Yesterday, The Record spoke with Luis Urrea, Mexican-American author and S.A. Yoder Lecturer about his work and the convocation he gave on Monday.Q: Why do you choose what you write about?
A: I try to write about the human spirit; that’s what I’m interested in. The particulars of the book or the subject matter may change, but I’m always interested in our relationships to each other and to God. That’s what every book I write is about.
Q: When did you start writing?
A: Oh man, you know, I probably started goofing around with it when I was 13 or 14. I then really decided I wanted to write in high school. I don’t know what the kick-off date is, but it’s pretty safe to say somewhere at the beginning of high school it really kicked in hard.
Q: Was there a specific teacher or someone who pushed you toward that?
A: Yeah, there was one especially, and interestingly enough, it was my high school drama teacher. She was really special, you know, she was the first grown-up that took me seriously as somebody who might be an artist of some kind; and it made me crazy. I couldn’t believe an adult thought that I actually had something of value to offer to the art world or to the literary world. Even though the class was about acting, she also inspired all that stuff. She was very smart and liked my writing. I think that she was, as far as teachers go, the one that lit the fuse.

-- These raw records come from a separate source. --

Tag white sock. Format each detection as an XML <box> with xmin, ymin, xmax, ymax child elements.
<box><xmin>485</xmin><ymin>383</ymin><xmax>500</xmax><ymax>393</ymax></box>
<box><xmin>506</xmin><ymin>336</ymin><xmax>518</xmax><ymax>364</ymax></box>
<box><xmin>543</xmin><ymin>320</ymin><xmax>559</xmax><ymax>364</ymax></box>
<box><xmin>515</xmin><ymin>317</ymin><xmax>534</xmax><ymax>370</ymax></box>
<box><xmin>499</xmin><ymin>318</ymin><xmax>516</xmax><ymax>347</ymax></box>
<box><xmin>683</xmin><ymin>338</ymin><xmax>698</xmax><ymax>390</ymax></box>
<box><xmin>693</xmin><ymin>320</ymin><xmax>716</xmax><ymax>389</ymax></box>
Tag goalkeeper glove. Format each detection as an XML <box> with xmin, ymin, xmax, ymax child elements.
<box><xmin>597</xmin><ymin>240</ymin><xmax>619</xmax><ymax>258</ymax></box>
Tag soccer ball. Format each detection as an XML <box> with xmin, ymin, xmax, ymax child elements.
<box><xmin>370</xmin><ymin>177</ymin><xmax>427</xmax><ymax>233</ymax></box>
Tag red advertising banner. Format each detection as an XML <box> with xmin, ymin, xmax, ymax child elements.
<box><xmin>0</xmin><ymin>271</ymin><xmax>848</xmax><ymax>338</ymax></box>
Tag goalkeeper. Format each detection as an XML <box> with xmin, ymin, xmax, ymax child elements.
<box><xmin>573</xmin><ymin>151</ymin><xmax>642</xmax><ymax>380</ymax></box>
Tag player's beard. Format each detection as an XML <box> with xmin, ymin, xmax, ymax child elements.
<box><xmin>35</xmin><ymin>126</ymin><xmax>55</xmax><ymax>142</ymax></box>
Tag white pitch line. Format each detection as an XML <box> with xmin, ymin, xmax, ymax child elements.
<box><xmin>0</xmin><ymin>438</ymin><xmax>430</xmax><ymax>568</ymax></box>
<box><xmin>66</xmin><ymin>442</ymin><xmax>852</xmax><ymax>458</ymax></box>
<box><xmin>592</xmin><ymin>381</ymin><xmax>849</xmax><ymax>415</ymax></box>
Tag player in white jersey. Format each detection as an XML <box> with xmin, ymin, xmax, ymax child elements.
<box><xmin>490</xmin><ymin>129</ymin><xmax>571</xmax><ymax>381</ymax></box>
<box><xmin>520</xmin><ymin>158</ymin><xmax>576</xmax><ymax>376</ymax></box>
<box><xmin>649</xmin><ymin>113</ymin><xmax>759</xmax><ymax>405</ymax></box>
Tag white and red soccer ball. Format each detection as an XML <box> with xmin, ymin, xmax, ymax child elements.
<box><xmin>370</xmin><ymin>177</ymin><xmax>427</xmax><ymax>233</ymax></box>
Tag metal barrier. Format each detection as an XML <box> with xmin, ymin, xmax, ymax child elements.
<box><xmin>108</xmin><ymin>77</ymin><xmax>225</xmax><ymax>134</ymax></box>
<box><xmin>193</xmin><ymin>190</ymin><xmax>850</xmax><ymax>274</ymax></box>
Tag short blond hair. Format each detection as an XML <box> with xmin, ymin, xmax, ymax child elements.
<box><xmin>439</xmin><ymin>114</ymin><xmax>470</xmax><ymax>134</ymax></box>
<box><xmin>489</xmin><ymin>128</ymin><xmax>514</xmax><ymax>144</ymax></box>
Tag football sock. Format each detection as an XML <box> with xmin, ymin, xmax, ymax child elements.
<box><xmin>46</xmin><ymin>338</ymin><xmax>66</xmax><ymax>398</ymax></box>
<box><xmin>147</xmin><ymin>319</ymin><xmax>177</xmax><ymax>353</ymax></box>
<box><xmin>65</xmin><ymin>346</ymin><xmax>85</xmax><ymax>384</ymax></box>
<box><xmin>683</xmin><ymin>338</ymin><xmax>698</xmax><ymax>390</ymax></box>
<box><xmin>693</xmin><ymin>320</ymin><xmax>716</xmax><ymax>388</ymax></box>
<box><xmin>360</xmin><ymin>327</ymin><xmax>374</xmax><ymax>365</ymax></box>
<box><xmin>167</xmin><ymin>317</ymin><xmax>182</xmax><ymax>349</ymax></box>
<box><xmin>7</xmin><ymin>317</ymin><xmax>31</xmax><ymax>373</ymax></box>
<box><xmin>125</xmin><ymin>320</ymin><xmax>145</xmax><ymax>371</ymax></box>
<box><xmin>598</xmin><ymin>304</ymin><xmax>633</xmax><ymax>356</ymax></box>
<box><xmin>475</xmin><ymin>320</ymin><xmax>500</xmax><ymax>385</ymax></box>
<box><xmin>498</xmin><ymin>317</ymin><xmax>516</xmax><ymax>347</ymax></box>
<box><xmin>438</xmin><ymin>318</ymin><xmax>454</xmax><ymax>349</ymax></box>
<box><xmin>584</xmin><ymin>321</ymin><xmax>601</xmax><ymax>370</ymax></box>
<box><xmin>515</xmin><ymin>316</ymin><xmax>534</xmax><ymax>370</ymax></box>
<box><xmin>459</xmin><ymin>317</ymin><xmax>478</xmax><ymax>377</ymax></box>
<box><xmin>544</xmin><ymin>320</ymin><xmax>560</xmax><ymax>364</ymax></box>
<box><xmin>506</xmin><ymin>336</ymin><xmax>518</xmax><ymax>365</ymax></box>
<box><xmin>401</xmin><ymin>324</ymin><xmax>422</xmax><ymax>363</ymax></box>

Q: How often do you write? Do you write every day?
A: No, it depends. If I’m in a project or working on a book, I’ll write and write and write; I’ll write everyday until I’m done. But sometimes it takes a while for the story to come; it’s kind of seasonal for me. But once I’m locked in, I turn into a crazy writing machine.
Q: How did you first get your foot in the door for publishing your writing?
A: It first happened through tiny lit journals, like the college lit journal. My first real publication was published by a famous writer who came to my college when I was a senior. She took one of my stories for an anthology. My first book was about Baptist missionaries feeding the poor in Mexico. Nobody wanted to publish it; it took 10 years to get a publisher to finally buy it. It was a long haul.
Q: In the Bill Moyers interview, you talked a little about Chicano literature. How has Chicano literature affected your work?
A: It was the community I grew up in. A lot of those folks were role models, or even friends; and I’m in a funny position now because I’m grown up. So, I’m kind of one of the grandfathers all of a sudden. I didn’t expect that to happen. So now I find myself cheering on and trying to help younger ones who are behind me and that’s a really wonderful thing. So it’s affected it on both ends.
Q: How has writing shaped your identity? How has your identity influenced your writing?
A: I’ve always been a writer; that’s me. There’s no identity question whatsoever. I am who I am, and part of that is being a writer. In fact, it may be more of who I am than being Latino or anything else. The process of writing, the process of doing the diligence of writing, informs my thinking and it informs my spirituality. It is my discipline through life; they are intertwined and I can’t separate them.
Q: Is there a specific message you are trying to communicate through you writing? In the convocation, you said that the border patrol told you they wanted you to tell the truth about them, so is telling the truth that message?
A: You know, the Chinese have a saying and the saying is, “The bird sings because it has a song, not because it has a message.” So, I’m not giving America homework and I’m not cooking them broccoli either; sometimes it’s just like having a milkshake, a present, because you like telling a story. That being said, yeah, I tell the truth. That’s the main point; I don’t lie. I do my best to get to the bottom of the story and tell it as honestly as I know; and I think that, as I said in the convocation, we’re all together in this boat. There is no them, there is only us–that’s my message.
Q: How important is sharing your work with others to you?
A: I think it’s really cool; in some ways I think it’s part of the calling. It’s not a career for me, it’s more of a deep calling that hit me at a very profound level. Representing others as well as myself has been a great gift because it’s important to share those stories. I don’t know how people who only write about themselves all the time can do it without turning into monsters. It’s very important. It’s my art, and part of the joy of the process of that art is finding a way to talk to others and involve them and illuminate things for them. I always to try to give that gift.
Q: Do you have anything else you want to add?
A: I just want to thank Goshen, I really loved being here. I love the school and I love the town. I really enjoyed hanging out with your faculty and talking with them.